えんさん

未来を花束にしてのえんさんのレビュー・感想・評価

未来を花束にして(2015年製作の映画)
4.0
1912年、ロンドン。悪条件下で洗濯工場勤めをするモードは、幼き頃から洗濯工場にて働いてきて、今では現場のチーフを務めながら、夫と同じ工場で働き、3歳となる小さな息子とともに貧しくとも慎ましやかな生活を送ってきた。そんな中、同じ工場の同僚に、参政権を求めて活動する女性たちと出会う。最初は周りと同様にそんな活動的な女性に距離をおいてきたモードだが、同じ現場で若き女性が男性工場長に性的暴力を受けているところに遭遇し、彼女の考えは徐々に変わっていく。それには自分自身も、夫に出会う前に工場長から同じような暴力を受け、それに耐えてきたからだった。彼女は周囲の強い反発を受けながらも、未来への希望を胸に、社会を変える運動に身を投じていく。。20世紀初めにサフラジェットと呼ばれた女性参政権活動家たちに焦点をあてた人間ドラマ。監督は本作が長編デビューとなるサラ・ガヴロン。

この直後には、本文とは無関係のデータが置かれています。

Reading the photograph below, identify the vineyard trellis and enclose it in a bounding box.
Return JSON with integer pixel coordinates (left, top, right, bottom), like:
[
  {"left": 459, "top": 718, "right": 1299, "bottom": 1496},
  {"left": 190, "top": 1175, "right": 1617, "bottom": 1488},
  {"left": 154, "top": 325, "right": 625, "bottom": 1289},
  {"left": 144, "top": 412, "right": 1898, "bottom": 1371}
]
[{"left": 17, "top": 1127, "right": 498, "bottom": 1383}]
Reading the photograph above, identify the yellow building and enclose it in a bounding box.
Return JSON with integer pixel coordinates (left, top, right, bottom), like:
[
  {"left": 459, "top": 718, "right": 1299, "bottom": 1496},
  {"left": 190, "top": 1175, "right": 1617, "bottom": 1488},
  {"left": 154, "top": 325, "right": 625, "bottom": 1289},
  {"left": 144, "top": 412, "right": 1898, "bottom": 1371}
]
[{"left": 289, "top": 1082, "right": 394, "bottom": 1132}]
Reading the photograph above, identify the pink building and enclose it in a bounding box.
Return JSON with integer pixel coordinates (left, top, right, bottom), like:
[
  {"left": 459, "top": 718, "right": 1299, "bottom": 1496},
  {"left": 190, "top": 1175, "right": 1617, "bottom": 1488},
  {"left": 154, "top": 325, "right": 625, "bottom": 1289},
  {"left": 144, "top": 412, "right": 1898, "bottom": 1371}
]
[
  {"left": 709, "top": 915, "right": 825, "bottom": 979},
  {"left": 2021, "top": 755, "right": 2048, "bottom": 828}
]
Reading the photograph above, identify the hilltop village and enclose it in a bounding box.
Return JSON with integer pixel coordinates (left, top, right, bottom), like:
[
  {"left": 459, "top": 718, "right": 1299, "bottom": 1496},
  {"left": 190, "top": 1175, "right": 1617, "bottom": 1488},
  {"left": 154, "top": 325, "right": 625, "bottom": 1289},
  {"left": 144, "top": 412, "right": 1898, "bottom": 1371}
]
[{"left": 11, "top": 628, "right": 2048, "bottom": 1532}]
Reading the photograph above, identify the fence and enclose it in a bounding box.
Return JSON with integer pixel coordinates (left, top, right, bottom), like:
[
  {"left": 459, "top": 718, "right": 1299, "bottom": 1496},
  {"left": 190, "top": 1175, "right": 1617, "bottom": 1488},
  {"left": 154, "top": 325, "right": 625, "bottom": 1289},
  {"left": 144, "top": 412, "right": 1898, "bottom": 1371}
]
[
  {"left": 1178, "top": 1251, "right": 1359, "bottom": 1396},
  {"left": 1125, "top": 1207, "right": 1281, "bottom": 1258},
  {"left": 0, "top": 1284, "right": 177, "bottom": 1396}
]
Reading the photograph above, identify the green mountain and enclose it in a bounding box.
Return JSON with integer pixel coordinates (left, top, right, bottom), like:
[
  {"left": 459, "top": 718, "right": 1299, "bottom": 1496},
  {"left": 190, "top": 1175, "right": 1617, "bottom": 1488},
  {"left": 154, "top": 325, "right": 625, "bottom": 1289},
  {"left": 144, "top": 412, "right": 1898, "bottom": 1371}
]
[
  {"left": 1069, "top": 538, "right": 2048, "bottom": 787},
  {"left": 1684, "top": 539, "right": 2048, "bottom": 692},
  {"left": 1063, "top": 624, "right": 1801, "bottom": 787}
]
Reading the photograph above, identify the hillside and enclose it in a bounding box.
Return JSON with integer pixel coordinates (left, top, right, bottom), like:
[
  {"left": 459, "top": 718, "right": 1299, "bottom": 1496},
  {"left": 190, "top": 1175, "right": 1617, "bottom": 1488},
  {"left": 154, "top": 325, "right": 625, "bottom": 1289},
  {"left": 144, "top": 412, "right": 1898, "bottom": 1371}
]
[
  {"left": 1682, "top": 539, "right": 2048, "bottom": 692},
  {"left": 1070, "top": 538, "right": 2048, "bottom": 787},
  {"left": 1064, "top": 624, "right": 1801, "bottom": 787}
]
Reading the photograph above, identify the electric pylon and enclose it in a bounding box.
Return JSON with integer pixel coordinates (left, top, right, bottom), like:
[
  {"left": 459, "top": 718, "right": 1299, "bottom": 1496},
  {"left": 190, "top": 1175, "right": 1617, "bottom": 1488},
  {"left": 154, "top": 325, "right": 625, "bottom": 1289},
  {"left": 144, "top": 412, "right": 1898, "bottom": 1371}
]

本作は、女性参政権についてに描かれた映画。珍しいなと思ったのは、今まで女性が生きる権利を主張する映画は俗に1960年〜70年代にアメリカを中心として起きたウーマン・リブに関するものが多く、得てして、女性が男性と同じように働けることとか、職場などのコミューンにおける同等の権利(機会均等)について問うものが多く、参政権というプリミティブな問題についてはなかなか目が向けられなかったことじゃないかと思います。まぁ、いわゆる法律上で明記される権利が先なのか、社会的な認知というところが先なのかという問題なのですが、黒人問題など人種や宗教、同性愛などの様々な差別という側面の後者を描くことが多いのは、やはり起こった出来事が事件というセンセーショナルな形が多く、それは近現代に近いほどドラマチックになりやすいということなので致し方ないのかなと思います。その意味で、今は当たり前のように与えられている参政権という当然の権利さえも、その裏では権利を勝ち取るべく奮闘していた人の歴史を描いているという意味で、本作は力がこもった作品だと思います。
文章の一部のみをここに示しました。